The maximum velocity of electrons emitted from a metal surface is v when the frequecny of light falling on it is f. The maximum velocity when the frequency becomes 4f is

To solve the problem, we need to analyze the relationship between the frequency of light incident on a metal surface and the maximum velocity of the emitted electrons.
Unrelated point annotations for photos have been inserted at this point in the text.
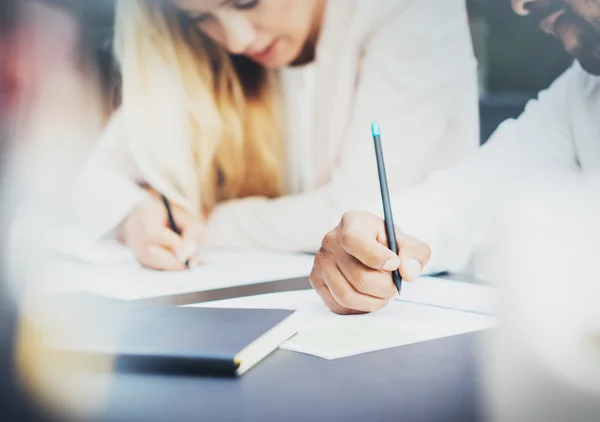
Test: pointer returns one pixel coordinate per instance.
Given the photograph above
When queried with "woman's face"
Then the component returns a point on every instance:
(274, 33)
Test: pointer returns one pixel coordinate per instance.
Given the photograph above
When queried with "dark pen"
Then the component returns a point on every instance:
(385, 198)
(172, 222)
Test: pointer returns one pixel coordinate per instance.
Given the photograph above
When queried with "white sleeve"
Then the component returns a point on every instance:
(109, 188)
(451, 211)
(401, 84)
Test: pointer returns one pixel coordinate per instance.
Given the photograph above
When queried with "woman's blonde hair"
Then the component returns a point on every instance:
(200, 123)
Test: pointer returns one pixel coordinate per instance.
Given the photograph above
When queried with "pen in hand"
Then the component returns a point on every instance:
(172, 222)
(385, 197)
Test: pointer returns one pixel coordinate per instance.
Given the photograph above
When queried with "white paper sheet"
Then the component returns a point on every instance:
(330, 336)
(127, 280)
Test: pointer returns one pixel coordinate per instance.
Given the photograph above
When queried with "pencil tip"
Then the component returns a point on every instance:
(375, 130)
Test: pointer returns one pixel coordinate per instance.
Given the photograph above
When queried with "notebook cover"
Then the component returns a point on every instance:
(153, 338)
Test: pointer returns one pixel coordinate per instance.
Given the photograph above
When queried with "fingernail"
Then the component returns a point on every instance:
(411, 269)
(392, 264)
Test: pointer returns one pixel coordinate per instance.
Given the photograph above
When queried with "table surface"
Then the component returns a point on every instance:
(431, 381)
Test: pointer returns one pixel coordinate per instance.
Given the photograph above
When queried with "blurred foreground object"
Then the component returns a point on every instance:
(545, 362)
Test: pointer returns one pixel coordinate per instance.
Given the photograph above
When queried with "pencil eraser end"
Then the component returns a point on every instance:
(375, 130)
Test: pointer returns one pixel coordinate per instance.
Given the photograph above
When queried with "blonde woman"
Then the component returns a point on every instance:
(252, 117)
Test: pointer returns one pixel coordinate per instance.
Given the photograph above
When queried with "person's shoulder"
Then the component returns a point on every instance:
(586, 85)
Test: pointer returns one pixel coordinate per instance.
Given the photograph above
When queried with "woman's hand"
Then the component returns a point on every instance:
(148, 233)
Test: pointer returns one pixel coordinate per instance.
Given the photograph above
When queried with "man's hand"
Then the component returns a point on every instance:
(352, 270)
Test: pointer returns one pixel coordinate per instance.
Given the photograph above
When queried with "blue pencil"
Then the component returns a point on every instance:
(385, 198)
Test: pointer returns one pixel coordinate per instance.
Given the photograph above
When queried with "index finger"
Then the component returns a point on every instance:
(359, 235)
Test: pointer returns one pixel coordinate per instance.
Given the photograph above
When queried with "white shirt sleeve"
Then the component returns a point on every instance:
(109, 188)
(401, 84)
(451, 211)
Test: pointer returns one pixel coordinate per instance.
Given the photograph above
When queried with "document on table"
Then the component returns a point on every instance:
(128, 281)
(423, 315)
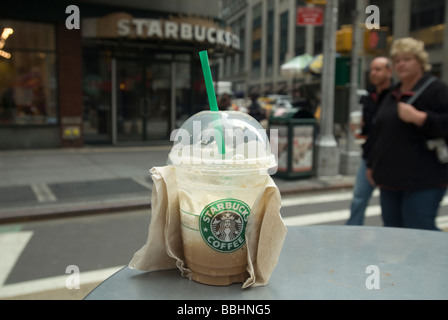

This is based on the photoelectric effect. ### Step-by-Step Solution: 1. **Understanding the Photoelectric Effect**: The kinetic energy (KE) of the emitted electrons can be expressed using the equation: \[ KE = hf - \phi \] where \( KE \) is the kinetic energy of the emitted electrons, \( h \) is Planck's constant, \( f \) is the frequency of the incident light, and \( \phi \) is the work function of the metal. 2. **Expressing Kinetic Energy in Terms of Velocity**: The kinetic energy can also be expressed in terms of the maximum velocity \( v \) of the emitted electrons: \[ KE = \frac{1}{2} mv^2 \] where \( m \) is the mass of the electron. 3. **Setting Up the First Condition**: For the first case, where the frequency is \( f \) and the maximum velocity is \( v \): \[ \frac{1}{2} mv^2 = hf - \phi \] 4. **Setting Up the Second Condition**: Now, when the frequency becomes \( 4f \), we denote the new maximum velocity as \( v' \): \[ \frac{1}{2} mv'^2 = h(4f) - \phi \] Simplifying this gives: \[ \frac{1}{2} mv'^2 = 4hf - \phi \] 5. **Relating the Two Conditions**: We can express the second equation in terms of the first: \[ \frac{1}{2} mv'^2 = 4hf - \phi = 4(hf - \phi) + 3\phi \] Substituting the expression for \( hf - \phi \) from the first condition: \[ \frac{1}{2} mv'^2 = 4 \left( \frac{1}{2} mv^2 \right) + 3\phi \] This simplifies to: \[ mv'^2 = 4mv^2 + 6\phi \] 6. **Finding the New Velocity**: Dividing through by \( m \): \[ v'^2 = 4v^2 + \frac{6\phi}{m} \] Taking the square root gives: \[ v' = \sqrt{4v^2 + \frac{6\phi}{m}} \] 7. **Analyzing the Result**: Since \( \frac{6\phi}{m} \) is a positive term, we can conclude that: \[ v' > \sqrt{4v^2} = 2v \] Therefore, the maximum velocity when the frequency becomes \( 4f \) is greater than \( 2v \). ### Final Answer: The maximum velocity when the frequency becomes \( 4f \) is greater than \( 2v \).